If you know that your AI works well and it is validated beyond any reasonable doubt, it is always better to start developing your own therapeutic programs because they bring the most value. So we are developing our own portfolio of therapeutic assets. But the problem with this approach is that these programs require a lot of resources for preclinical validation in experimental systems and animals after AI has done its job. So you may be able to use your AI a dozen times to come up with the programs and then you need several years and tens of millions to develop these programs into clinical-stage assets. And you don’t want your AI to stay idle and collect dust. You want this validated AI to work for other companies and also evolve. That is why it is so important to partner with big pharma and biotechnology companies.
Are we on the precipice of building multibillion dollar computational biology driven biotech companies? What might they look like and what breakthroughs are needed to get there?
The answer is yes.

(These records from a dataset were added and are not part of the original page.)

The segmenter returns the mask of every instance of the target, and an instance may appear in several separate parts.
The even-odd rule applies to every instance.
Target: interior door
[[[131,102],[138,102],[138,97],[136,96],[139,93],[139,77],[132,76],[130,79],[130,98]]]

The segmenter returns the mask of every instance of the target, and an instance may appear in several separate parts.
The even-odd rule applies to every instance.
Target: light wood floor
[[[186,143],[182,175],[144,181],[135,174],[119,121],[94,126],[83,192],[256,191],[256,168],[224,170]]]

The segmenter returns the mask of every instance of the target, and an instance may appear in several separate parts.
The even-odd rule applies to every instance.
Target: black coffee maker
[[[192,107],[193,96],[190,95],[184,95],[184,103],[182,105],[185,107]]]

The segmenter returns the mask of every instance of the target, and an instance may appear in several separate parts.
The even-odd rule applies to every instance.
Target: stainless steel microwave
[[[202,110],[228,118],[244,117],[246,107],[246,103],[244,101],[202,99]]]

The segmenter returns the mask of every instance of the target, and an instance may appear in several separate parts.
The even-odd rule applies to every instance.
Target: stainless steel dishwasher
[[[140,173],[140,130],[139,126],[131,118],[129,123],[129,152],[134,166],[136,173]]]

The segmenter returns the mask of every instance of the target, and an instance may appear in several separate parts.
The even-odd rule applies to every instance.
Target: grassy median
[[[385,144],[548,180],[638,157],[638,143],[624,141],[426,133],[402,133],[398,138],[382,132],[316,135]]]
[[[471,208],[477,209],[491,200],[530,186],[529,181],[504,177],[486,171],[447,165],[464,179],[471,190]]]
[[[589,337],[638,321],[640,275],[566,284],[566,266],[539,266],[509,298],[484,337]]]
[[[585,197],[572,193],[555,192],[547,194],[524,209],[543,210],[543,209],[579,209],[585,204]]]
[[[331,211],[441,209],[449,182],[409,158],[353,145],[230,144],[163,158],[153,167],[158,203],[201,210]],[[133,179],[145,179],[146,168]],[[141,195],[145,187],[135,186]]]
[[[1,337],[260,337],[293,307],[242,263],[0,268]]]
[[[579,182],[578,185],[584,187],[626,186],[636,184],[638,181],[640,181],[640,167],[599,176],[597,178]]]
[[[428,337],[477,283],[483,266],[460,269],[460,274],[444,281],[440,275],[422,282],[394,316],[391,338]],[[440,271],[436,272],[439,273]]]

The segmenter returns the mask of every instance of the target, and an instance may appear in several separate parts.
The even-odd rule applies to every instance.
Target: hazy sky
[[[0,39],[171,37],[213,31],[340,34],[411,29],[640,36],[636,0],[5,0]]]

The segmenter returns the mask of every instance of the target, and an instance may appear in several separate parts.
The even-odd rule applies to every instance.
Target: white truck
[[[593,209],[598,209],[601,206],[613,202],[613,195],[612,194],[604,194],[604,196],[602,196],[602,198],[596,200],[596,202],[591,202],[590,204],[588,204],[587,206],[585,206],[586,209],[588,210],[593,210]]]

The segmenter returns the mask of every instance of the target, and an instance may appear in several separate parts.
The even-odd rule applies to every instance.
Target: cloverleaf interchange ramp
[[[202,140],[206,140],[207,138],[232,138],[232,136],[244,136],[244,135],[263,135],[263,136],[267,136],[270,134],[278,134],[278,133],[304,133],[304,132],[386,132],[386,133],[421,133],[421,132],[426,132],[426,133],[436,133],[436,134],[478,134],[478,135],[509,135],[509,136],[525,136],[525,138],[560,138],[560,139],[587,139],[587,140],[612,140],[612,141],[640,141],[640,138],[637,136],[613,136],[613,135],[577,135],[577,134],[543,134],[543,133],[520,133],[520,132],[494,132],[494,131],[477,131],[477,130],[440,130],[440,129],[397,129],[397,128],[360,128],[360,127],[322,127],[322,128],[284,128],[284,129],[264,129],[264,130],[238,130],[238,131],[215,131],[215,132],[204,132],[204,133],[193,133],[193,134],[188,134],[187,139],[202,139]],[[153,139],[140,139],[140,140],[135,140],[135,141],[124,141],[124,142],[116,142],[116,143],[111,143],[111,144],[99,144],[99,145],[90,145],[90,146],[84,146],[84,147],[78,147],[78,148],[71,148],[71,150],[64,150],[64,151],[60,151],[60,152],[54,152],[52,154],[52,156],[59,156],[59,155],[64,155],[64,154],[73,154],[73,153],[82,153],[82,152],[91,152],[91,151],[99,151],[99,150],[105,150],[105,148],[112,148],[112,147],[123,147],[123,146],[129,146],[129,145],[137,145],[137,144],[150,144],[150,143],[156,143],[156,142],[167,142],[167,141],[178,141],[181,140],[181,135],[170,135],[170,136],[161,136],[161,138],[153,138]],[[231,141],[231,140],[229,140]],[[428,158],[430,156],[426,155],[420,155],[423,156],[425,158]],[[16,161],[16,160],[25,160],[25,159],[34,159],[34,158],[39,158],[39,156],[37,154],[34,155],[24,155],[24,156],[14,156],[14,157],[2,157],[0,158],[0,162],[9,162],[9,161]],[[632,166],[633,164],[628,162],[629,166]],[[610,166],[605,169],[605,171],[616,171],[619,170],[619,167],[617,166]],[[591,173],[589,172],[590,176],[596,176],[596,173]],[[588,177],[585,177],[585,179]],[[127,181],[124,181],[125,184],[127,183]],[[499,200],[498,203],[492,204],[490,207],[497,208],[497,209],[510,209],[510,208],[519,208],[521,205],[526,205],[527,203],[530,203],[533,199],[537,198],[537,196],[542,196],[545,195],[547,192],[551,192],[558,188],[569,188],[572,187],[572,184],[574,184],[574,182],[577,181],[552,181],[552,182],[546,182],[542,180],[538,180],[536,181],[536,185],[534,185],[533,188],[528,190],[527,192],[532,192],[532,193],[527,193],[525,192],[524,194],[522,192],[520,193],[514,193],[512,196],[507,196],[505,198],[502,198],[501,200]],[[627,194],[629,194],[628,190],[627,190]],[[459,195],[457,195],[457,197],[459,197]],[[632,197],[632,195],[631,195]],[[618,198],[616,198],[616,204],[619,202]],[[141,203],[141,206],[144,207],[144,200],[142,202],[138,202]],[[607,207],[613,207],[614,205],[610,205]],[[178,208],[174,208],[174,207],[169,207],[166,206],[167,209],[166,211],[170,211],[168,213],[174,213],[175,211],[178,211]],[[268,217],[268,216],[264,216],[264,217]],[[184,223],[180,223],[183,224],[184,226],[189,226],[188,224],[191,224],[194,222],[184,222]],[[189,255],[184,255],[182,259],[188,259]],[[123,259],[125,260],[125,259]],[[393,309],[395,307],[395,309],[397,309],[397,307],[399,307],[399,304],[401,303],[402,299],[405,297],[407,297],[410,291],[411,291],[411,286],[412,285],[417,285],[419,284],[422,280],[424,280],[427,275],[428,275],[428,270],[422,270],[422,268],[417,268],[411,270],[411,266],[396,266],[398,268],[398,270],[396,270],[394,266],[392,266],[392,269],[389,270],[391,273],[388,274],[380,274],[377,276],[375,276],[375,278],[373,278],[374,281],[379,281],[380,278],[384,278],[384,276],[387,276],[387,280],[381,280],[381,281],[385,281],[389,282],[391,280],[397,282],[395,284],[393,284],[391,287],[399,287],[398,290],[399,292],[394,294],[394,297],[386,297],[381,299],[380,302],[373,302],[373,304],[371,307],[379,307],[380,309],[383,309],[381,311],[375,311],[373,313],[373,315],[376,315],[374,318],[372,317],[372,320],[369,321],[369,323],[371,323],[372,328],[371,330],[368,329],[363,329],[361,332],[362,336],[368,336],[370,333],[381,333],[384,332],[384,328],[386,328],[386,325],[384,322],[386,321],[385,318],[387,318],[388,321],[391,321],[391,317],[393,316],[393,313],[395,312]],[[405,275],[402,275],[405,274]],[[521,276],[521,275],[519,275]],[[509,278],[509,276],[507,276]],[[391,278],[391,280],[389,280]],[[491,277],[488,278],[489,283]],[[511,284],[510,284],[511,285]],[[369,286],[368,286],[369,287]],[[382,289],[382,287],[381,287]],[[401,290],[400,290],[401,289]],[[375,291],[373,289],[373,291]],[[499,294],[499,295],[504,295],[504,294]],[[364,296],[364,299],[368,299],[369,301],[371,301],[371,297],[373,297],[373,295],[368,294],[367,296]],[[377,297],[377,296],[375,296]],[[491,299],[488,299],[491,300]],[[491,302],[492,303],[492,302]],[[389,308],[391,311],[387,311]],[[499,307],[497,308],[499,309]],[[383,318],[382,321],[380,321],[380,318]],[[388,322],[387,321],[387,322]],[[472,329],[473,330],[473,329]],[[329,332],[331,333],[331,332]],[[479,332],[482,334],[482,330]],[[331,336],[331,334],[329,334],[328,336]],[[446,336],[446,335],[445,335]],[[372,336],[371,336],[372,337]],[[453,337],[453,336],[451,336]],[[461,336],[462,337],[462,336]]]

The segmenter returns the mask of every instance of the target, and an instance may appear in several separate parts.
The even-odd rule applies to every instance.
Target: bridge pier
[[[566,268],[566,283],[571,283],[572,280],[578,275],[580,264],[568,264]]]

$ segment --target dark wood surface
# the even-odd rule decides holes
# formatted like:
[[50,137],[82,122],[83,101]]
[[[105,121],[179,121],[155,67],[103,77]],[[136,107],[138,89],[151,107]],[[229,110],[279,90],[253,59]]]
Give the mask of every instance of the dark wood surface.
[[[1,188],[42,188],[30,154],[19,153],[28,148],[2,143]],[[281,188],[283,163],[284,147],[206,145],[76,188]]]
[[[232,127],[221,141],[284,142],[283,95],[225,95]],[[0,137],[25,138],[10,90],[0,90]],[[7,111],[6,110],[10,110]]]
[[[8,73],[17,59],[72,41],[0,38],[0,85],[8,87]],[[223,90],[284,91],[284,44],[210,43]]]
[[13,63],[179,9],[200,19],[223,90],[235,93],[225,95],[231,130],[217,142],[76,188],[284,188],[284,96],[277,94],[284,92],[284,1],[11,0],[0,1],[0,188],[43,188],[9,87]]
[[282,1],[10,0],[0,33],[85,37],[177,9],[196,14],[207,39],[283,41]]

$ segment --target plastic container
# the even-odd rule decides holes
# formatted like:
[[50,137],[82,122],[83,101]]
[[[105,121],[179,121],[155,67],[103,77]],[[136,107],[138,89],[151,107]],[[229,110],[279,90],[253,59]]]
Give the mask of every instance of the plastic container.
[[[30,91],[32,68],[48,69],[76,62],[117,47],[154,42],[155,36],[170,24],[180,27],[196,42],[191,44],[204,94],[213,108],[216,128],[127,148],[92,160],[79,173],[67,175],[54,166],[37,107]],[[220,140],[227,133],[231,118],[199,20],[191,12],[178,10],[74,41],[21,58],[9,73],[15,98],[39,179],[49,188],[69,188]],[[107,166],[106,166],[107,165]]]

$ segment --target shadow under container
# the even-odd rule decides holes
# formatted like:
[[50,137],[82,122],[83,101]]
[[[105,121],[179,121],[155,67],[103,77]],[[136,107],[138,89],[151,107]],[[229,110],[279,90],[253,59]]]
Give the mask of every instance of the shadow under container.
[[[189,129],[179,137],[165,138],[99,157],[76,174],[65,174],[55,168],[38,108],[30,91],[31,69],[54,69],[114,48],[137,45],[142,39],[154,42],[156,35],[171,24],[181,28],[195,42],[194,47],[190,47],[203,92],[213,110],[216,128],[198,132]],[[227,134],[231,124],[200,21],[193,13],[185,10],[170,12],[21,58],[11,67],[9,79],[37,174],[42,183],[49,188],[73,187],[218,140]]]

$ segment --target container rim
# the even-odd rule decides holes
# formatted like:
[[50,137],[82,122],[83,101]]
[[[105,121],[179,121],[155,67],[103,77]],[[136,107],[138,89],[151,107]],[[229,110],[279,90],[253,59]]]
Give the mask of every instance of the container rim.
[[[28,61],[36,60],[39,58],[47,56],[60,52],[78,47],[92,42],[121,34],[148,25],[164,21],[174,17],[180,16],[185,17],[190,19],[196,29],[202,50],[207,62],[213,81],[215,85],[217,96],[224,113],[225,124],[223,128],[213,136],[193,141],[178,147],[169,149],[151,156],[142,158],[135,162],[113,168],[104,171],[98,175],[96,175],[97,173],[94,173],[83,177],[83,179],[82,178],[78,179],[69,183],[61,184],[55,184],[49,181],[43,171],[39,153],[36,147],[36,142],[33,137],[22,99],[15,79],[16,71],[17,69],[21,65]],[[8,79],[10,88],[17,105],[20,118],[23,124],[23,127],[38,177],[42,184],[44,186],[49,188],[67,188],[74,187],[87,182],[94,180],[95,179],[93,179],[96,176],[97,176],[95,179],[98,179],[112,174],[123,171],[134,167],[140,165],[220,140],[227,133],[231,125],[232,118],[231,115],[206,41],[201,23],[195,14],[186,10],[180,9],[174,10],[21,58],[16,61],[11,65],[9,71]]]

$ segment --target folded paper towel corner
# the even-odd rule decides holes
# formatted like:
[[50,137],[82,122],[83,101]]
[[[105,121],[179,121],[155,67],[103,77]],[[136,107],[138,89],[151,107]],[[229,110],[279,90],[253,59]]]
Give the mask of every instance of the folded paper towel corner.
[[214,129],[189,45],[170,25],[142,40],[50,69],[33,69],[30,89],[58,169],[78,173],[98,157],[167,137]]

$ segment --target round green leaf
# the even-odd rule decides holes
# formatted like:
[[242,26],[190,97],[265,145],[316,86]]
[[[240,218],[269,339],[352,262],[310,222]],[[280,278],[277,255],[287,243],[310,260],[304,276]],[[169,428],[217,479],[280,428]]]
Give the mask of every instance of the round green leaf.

If you were to ask this question a year ago, the answer may have been different but now we see Schrödinger and Relay Therapeutics achieving multi-billion dollar valuations after IPO and other companies raising hundreds of millions per company to grow their businesses. There is no doubt that we will see this grow into possibly a trillion dollar economy as there is nothing more important and demanded by the people then health. Nowadays my biggest worry is high valuations investors are giving companies in this field. Insilico Medicine is one of the pioneers and technology leaders in this industry and have pretty good understanding of the competitive landscape. But when I see companies that do not have even a half or the technology base and value or even companies that form from scratch to go after an unproven idea raise hundreds of millions of dollars at valuations that are many times higher than ours, it makes me worried. In the traditional pharmaceutical paradigm, around 90% of all projects fail. And I am worried that if it happens to many of the overvalued AI companies it will affect the companies that worked very hard, invented new technologies, supported the claims with publications, and focused on rigorous experimental validation.
In terms of the breaktroughs, most of the technology we need to accelerate is already there. It is now up to clinical validation to check how it worked. In my opinion, the most exciting area for companies like ours is combination of AI with robotics technologies in both chemistry and biology, and I am working a lot in this area. But this area is also very risky. We are partnering with many robotics companies to see which approach works best and there is very rapid progress in this area. The problems with robots is that if you selected the wrong robotic system and someone came up with a better one, you are stuck with the old hardware that nobody needs. So we need to see more centers for collective use of robotics technology and we are very happy that we managed to engage with and help shape some of these centers.